A year later, Czigler was working at the Adirondack Brewery in Lake George, New York, when Governor Christie signed into law a bill that allowed New Jersey breweries to have tasting rooms. Before this, they could only sell one growler after a brewery tour; now visitors could buy pints, flights, growlers, bottles and cans totaling up to a keg’s worth, 15½ gallons.

In 2014, after two years at Kane Brewing, Czigler set out to take advantage of the new law and bring Hackettstown further into the realm of beer tourism. “The way I look at it, one brewery is great,” he says, “but if people outside the area hear there are two, it makes it more of a destination, especially with all the restaurants in the area.” The new law does prohibit selling food on the property, but it doesn’t prohibit “BYOF”—which is to say, customers bringing their own food or ordering takeout.

Mike Bigger and Chuck Aaron of Jersey Girl Brewing Company
jersey girl

JERSEY GIRL
 

Actually on the edge of Mount Olive—but close enough to have a Hackettstown address—is Jersey Girl Brewing Company, which just opened in December 2015. Jersey Girl was founded by friends Chuck Aaron and Mike Bigger, two craft beer lovers and avid homebrewers who plan on employing a limited-edition brew process similar to Czigler’s, on a 20-gallon “tippy” system, in addition to year-round and seasonal offerings brewed on a larger scale.

“We’d like to get members of the community to come out and help us brew on the tippy,” Bigger says.
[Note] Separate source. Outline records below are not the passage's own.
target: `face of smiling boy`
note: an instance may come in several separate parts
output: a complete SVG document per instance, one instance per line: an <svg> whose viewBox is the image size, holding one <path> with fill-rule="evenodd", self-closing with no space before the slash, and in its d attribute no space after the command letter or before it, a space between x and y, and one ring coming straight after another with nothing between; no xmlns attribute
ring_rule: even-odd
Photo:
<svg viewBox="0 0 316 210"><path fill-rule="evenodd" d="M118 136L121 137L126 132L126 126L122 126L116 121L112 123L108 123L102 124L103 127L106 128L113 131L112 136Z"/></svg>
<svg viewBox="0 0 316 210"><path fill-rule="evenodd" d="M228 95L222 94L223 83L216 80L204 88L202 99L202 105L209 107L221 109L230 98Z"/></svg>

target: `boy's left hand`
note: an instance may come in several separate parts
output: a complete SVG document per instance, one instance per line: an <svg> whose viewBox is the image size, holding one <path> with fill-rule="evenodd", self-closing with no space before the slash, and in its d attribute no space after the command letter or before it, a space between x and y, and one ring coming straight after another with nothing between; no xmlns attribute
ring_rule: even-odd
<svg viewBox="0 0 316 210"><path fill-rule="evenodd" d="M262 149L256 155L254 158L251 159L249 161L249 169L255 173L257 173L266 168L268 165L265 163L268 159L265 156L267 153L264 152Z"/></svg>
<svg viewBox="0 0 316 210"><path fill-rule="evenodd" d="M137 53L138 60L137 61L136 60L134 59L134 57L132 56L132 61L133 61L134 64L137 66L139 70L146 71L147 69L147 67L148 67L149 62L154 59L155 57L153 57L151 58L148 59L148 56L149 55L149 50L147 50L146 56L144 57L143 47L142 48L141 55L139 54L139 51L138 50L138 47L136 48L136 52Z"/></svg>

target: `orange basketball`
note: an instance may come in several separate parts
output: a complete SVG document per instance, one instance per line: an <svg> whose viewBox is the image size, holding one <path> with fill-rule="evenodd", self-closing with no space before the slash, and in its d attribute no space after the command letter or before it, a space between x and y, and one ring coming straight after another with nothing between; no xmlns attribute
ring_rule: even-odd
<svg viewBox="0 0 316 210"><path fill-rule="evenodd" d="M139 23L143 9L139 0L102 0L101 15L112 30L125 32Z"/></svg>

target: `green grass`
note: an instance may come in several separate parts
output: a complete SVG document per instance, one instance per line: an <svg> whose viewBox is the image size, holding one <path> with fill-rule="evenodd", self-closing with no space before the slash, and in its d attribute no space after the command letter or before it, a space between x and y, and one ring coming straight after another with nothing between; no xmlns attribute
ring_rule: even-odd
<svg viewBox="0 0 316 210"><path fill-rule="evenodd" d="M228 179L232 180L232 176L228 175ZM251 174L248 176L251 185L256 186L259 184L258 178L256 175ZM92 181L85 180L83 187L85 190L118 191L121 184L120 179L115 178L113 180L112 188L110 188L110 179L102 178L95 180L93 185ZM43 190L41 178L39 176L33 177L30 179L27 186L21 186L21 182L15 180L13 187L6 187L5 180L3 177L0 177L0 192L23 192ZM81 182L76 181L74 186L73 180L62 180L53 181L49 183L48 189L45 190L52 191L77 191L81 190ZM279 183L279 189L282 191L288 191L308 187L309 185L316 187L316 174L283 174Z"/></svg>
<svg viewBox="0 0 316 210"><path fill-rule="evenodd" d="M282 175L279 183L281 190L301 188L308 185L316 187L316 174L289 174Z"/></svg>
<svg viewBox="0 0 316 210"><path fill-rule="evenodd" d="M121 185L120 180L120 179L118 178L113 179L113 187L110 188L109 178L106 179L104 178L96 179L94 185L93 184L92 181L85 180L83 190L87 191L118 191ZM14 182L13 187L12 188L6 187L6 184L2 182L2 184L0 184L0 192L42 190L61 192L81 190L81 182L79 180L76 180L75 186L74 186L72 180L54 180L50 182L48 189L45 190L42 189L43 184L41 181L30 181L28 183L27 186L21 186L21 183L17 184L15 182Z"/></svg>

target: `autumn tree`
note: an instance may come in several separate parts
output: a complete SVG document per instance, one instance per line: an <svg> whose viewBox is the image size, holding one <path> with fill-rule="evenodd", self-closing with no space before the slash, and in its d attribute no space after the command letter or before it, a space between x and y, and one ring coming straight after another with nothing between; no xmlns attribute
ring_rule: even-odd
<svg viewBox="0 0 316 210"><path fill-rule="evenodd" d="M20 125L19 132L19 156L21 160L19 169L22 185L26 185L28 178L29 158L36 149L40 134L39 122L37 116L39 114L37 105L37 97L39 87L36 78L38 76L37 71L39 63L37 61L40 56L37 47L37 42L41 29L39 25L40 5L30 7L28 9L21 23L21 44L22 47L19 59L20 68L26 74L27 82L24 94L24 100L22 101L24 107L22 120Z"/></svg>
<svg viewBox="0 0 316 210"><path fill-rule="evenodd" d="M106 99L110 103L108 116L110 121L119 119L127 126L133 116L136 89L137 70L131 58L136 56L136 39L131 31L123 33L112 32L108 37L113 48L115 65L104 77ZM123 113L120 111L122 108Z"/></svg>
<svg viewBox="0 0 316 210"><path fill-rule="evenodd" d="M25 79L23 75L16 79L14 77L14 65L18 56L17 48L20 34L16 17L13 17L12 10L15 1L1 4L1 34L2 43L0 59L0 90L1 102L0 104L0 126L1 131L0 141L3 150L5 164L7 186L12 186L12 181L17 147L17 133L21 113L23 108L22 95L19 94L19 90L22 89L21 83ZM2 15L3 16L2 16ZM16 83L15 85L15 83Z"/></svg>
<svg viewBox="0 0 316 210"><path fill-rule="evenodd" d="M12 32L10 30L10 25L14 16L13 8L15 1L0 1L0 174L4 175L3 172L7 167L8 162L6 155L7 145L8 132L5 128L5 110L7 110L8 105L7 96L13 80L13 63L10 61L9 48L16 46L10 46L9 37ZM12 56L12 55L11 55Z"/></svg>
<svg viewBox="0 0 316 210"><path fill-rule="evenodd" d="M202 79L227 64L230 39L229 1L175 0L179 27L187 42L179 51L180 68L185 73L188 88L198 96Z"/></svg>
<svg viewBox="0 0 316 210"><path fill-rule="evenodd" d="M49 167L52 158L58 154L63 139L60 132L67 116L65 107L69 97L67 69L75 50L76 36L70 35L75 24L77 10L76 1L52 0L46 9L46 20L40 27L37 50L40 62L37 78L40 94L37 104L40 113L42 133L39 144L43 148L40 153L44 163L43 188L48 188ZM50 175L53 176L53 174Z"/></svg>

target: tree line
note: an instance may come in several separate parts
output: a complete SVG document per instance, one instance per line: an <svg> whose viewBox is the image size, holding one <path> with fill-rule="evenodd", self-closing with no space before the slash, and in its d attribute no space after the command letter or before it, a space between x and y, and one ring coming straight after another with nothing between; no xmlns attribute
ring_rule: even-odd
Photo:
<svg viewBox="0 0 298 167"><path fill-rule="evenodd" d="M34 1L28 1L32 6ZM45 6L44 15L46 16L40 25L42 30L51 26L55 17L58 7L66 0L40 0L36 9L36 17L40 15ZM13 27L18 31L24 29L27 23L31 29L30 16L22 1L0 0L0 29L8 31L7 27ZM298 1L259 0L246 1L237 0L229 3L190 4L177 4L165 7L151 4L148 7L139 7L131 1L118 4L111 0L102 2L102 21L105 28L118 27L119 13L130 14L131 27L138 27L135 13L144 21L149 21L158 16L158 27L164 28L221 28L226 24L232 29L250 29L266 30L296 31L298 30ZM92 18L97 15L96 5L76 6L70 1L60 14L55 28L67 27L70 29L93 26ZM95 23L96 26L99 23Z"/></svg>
Aaron adds, “It’d even be fun to have people bring their own recipe in, brew it in the 20-gallon system, try it here, and see how it goes.”

Aaron and Bigger built their tasting room before the equipment even arrived at the former warehouse on Sand Shore Road, because it’s a vital piece of their strategy: It’s not just a tasting room but a testing room, where they can gauge the reactions to their tippy and seasonal varieties. Their plan, like Czigler’s, is to develop four flagship beers—a Belgian-style, a vanilla porter, an American pale ale and an IPA—but their seasonal selection will likely evolve based on visitors’ reactions in the tasting room.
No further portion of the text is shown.